“In a few years, fifty maybe, it won’t matter. Things will have taken their direction by then; but now it’s a question of the lead. The Americans think they’ve got it, and unless we get imperial federation of course they have. It’s their plain intention to capture England commercially.”
“We’re a long way from that,” said Hesketh.
“Yes, but it’s in the line of fate. Industrial energy is deserting this country; and you have no large movement, no counter-advance, to make against the increasing forces that are driving this way from over there—nothing to oppose to assault. England is in a state of siege, and doesn’t seem to know it. She’s so great—Hesketh, it’s pathetic!—she offers an undefended shore to attack, and a stupid confidence, a kindly blindness, above all to Americans, whom she patronizes in the gate.”
“I believe we do patronize them,” said Hesketh. “It’s rotten bad form.”
“Oh, form! I may be mad, but one seems to see in politics over here a lack of definition and purpose, a tendency to cling to the abstract and to precedent—’the mainstay of the mandarin’ one of the papers calls it; that’s a good word—that give one the feeling that this kingdom is beginning to be aware of some influence stronger than its own. It lies, of course, in the great West, where the corn and the cattle grow; and between Winnipeg and Chicago choose quickly, England!”
His companion laughed. “Oh, I’m with you,” he said, “but you take a pessimistic view of this country, Murchison.”

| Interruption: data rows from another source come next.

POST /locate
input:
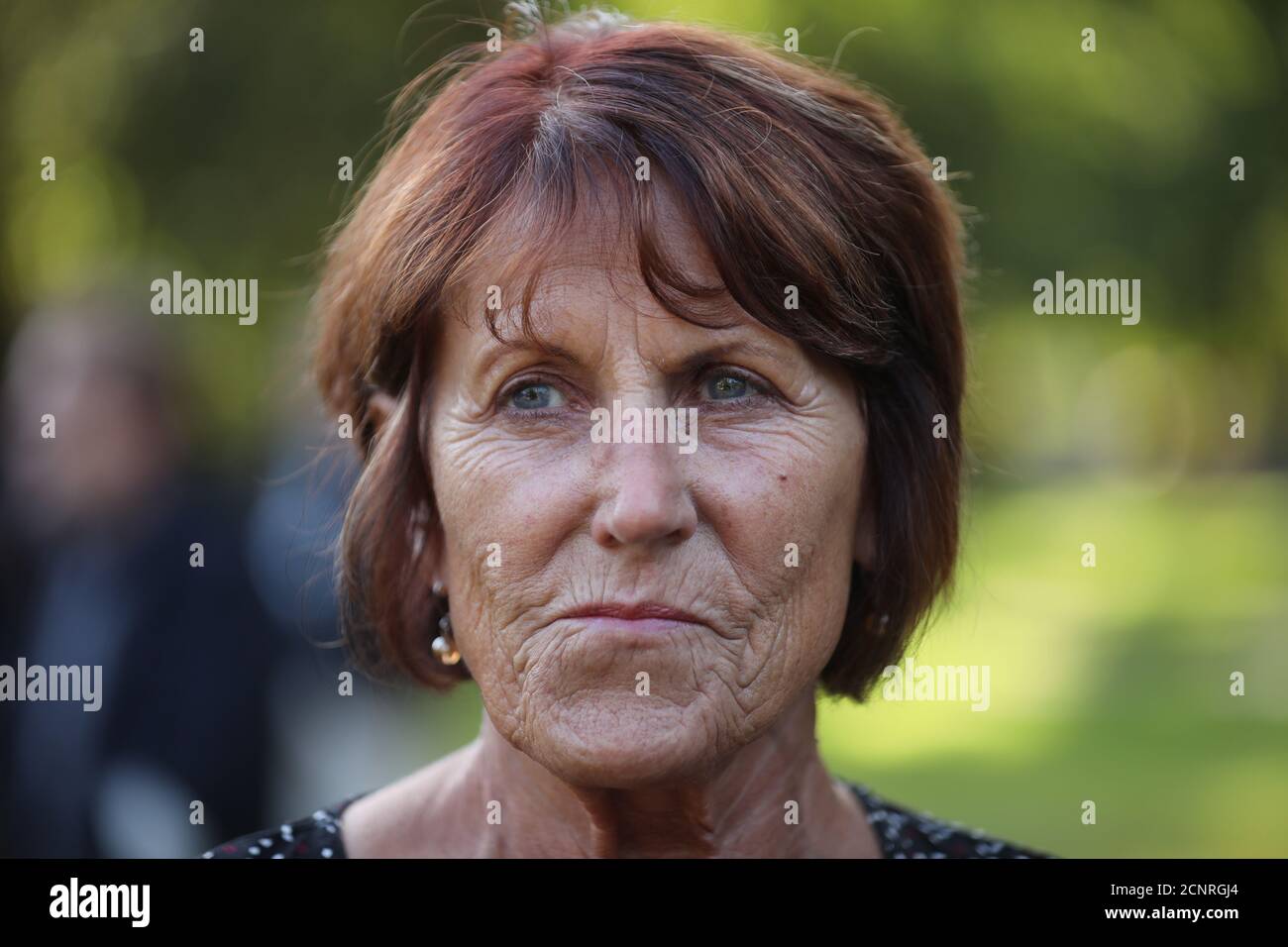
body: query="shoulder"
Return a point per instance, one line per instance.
(909, 834)
(310, 836)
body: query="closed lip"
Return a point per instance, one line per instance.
(632, 611)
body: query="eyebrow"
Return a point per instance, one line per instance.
(690, 365)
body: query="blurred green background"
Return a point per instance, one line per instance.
(1108, 684)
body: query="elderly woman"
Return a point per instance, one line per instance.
(688, 231)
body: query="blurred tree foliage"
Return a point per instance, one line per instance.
(1108, 163)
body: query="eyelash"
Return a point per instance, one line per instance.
(758, 390)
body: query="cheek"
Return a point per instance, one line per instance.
(785, 506)
(506, 506)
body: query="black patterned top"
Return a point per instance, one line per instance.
(902, 834)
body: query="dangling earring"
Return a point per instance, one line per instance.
(445, 646)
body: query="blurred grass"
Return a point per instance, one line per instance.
(1108, 684)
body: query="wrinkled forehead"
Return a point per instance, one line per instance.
(601, 248)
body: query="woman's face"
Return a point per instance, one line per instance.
(635, 612)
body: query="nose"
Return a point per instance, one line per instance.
(645, 499)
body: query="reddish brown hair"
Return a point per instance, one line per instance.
(790, 175)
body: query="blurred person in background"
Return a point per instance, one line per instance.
(98, 523)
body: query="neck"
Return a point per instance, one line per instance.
(773, 797)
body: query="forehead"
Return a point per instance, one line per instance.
(566, 258)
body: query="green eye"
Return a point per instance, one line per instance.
(725, 386)
(535, 397)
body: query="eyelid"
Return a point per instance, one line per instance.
(515, 385)
(759, 385)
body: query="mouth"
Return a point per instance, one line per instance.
(632, 616)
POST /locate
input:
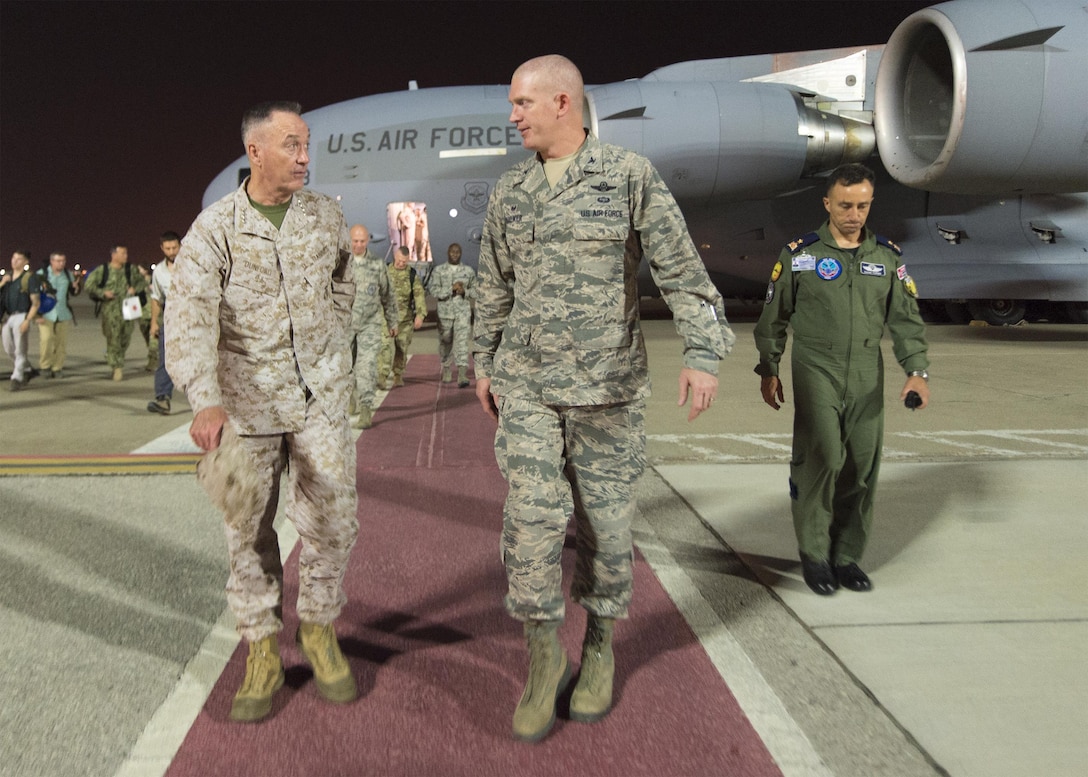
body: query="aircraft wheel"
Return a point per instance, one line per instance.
(1076, 312)
(956, 312)
(998, 312)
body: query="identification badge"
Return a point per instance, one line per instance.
(804, 261)
(829, 268)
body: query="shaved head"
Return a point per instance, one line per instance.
(546, 97)
(555, 73)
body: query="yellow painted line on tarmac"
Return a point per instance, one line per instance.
(120, 464)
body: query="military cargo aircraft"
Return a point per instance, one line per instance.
(974, 115)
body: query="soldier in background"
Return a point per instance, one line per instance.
(411, 306)
(257, 335)
(54, 325)
(170, 243)
(110, 284)
(453, 285)
(20, 298)
(561, 364)
(838, 287)
(373, 313)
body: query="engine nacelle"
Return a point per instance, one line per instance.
(972, 99)
(726, 140)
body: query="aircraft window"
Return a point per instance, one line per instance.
(408, 226)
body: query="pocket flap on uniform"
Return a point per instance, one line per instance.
(602, 337)
(600, 232)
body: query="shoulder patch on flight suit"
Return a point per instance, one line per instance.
(885, 242)
(802, 242)
(803, 261)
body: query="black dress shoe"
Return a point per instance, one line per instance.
(850, 576)
(818, 577)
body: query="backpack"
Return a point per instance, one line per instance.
(128, 279)
(47, 299)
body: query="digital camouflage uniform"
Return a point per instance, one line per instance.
(116, 330)
(455, 312)
(557, 332)
(838, 305)
(373, 313)
(259, 323)
(411, 300)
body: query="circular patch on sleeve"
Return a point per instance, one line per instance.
(829, 268)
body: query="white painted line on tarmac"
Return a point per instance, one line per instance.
(164, 732)
(969, 442)
(787, 743)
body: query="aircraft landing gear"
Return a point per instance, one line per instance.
(998, 312)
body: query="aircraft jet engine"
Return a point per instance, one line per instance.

“It depends on what you call pessimism,” Lorne rejoined. “I see England down the future the heart of the Empire, the conscience of the world. and the Mecca of the race.”
CHAPTER XVII
The Cruickshank deputation returned across that North Atlantic which it was their desire to see so much more than ever the track of the flag, toward the middle of July. The shiny carriages were still rolling about in great numbers when they left; London’s air of luxury had thickened with the advancing season and hung heavily in the streets; people had begun to picnic in the Park on Sundays. They had been from the beginning a source of wonder and of depression to Lorne Murchison, the people in the Park, those, I mean, who walked and sat and stood there for the refreshment of their lives, for whom the place has a lyrical value as real as it is unconscious. He noted them ranged on formal benches, quiet, respectable, absorptive, or gathered heavily, shoulder to shoulder, docile under the tutelage of policemen, listening to anyone who would lift a voice to speak to them. London, beating on all borders, hemmed them in; England outside seemed hardly to contain for them a wider space. Lorne, with his soul full of free airs and forest depths, never failed to respond to a note in the Park that left him heavy-hearted, longing for an automatic distributing system for the Empire. When he saw them bring their spirit-lamps and kettles and sit down in little companies on four square yards of turf, under the blackened branches, in the roar of the traffic, he went back to Bloomsbury to pack his trunk, glad that it was not his lot to live with that enduring spectacle.